The Impact of the EU 2019/1150 Regulation on eCommerce and Marketplaces
In mid-July of this year, the Regulation (EU) 2019/1150 of the European Parliament and of the Council of June 20, 2019, went into effect. The P2B regulation aims to increase fairness and transparency for businesses that use online intermediation services.
The Need For Change
Previously, there has not been regulatory measures that address online businesses to this extent. However, more online transactions and regulatory measures that address data and privacy create the need for additional laws to create balance.
Also, there have been examples where the lack of fairness and transparency has come to light and that go against the EU’s principles of market integration, free trade, and open communication. Numerous instances of unexplained changes to terms and conditions exist along with unclear policies about data access. There is also a lack of communication when accounts get suspended or even terminated.
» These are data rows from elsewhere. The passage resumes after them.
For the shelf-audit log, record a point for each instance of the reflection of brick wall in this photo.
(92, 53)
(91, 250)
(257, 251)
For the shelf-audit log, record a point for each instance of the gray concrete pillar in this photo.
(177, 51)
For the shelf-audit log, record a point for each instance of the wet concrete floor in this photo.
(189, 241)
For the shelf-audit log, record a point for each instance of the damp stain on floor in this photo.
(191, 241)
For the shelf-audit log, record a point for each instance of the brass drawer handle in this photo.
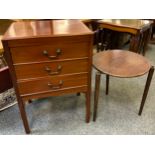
(55, 86)
(58, 52)
(50, 72)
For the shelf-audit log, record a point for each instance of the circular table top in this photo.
(121, 63)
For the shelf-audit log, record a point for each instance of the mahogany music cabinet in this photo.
(49, 58)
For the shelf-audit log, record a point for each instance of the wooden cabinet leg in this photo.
(147, 85)
(23, 115)
(96, 96)
(107, 84)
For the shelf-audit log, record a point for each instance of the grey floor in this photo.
(65, 115)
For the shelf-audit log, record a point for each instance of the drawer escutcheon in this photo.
(50, 72)
(55, 86)
(58, 52)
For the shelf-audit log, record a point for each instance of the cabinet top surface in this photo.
(131, 23)
(45, 28)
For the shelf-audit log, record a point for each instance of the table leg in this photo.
(23, 115)
(147, 85)
(134, 43)
(88, 95)
(107, 84)
(96, 96)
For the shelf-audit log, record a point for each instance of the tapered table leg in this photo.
(147, 85)
(88, 95)
(96, 96)
(23, 115)
(107, 84)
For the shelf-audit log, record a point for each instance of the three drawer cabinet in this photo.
(49, 58)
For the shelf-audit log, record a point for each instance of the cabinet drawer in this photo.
(50, 84)
(51, 69)
(44, 53)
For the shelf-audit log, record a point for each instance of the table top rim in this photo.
(123, 76)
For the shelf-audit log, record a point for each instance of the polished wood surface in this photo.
(121, 63)
(51, 68)
(31, 54)
(5, 79)
(139, 29)
(47, 28)
(49, 84)
(129, 25)
(49, 58)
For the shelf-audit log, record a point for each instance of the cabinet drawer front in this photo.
(51, 69)
(50, 84)
(44, 53)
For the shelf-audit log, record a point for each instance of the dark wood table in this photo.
(123, 64)
(49, 58)
(139, 29)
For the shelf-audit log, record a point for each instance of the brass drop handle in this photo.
(55, 86)
(58, 52)
(50, 72)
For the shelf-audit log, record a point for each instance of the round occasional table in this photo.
(123, 64)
When it came to search engine behavior, the ranking rules were unclear. There also appeared to be some preferential treatment for certain services associated with a search engine over other similarly available services.
And, when it came to trying to clarify these issues, there was no effective complaint procedure or dispute resolution process.
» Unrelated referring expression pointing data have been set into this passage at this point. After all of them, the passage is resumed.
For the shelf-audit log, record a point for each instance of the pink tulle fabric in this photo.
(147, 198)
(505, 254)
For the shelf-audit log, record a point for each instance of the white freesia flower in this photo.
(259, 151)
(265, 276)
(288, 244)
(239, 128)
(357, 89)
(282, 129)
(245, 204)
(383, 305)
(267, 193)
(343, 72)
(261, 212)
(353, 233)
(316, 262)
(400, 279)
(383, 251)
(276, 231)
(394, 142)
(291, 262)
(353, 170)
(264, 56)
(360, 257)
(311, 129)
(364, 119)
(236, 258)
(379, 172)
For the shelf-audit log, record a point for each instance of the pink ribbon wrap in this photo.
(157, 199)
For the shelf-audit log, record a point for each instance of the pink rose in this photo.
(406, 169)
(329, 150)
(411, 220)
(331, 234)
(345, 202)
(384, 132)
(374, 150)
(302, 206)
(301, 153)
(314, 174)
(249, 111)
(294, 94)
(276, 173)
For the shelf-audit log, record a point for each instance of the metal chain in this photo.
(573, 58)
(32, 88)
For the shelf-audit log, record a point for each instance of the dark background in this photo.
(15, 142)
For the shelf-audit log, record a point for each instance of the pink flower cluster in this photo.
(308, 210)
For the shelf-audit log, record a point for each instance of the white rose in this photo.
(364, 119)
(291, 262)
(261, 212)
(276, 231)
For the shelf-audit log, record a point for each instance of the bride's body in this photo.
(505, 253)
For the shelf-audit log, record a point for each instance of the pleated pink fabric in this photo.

Although it will have a direct effect on EU member states, there is an impact on businesses in other parts of the world like the U.S. That’s because any company that offers online intermediate services and online search engines to businesses in the EU are subject to the P2B Regulation.
Examples of online intermediation services include online e-commerce marketplaces, online software application services app stores, and online social media services. This regulation does not apply to online payment services, online advertising tools, or online advertising exchanges.The P2B Regulation also does not apply to platforms that only connect consumers to consumers like peer-to-peer (P2P) platforms or business-to-business (B2B) platforms.
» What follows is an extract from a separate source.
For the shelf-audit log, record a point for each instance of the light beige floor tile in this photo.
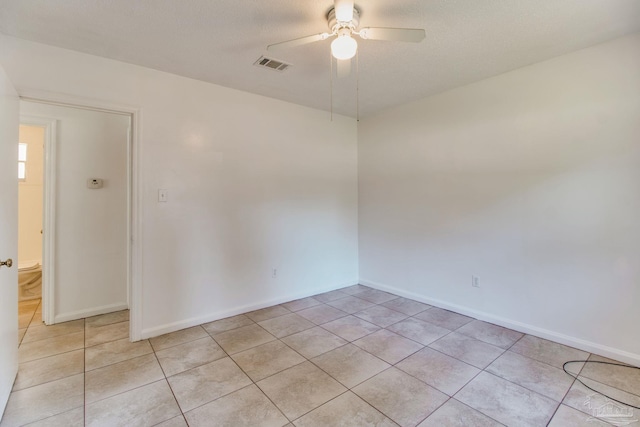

To comply with these regulations, each service area must make some changes going forward to their online presence, including aspects of their websites.
Online Intermediate Services
Examples of these online e-commerce marketplaces include Amazon Marketplace, Facebook Marketplace, eBay, and others.
Other applicable online businesses that fall into this category are price comparison tools like Skyscanner and Google Shopping as well as application stores, such as Apple App Store, Google Play, and the Microsoft Store. Online social media services, including Facebook or Instagram, also must comply due to their advertising and product/service sales capabilities.
For online intermediate services, changes include updating terms and conditions and adapting certain procedures. These providers must make their terms and conditions easily available to business users.
They also must list any other distribution channels and affiliate programs where providers of online intermediation services might market their goods and services.
This will increase transparency and alert businesses to all the options where they can buy applicable products and services. All content must be as detailed as possible, including any further changes to the terms and conditions or any alteration to the products or services provided.
Online Search Engines
Online search engines like Google Search, Bing, and Yahoo! must comply with this regulation. This includes providing a straightforward explanation as to how they rank links in easy-to-understand language.
They need to also describe any differentiated treatment given to their own group of company's products or services. Where a business can pay to affect rankings, there must be a description in the terms and conditions of how the payment influences the rankings for that business.
Again, the emphasis is on fairness and transparency since there have been concerns that online search engines have exhibited signs of monopolistic behavior.
Although the P2B Regulation clearly describes the regulatory measures, there are questions about the processes for enforcement or prosecution. Other questions involve how to determine whether a business user specifically directs their products and services to EU consumers or these consumers just stumble upon these specific companies. There are also no specific guidelines for designating the difference or how to handle these situations.
Those companies that provide online intermediate services and online search engines to businesses in the EU should prepare for these new rules now by making the changes to their terms and conditions and update their website information as outlined here. This is the time to be proactive, make the necessary changes to your Joomla website, and stay current on these important changes to the regulatory environment.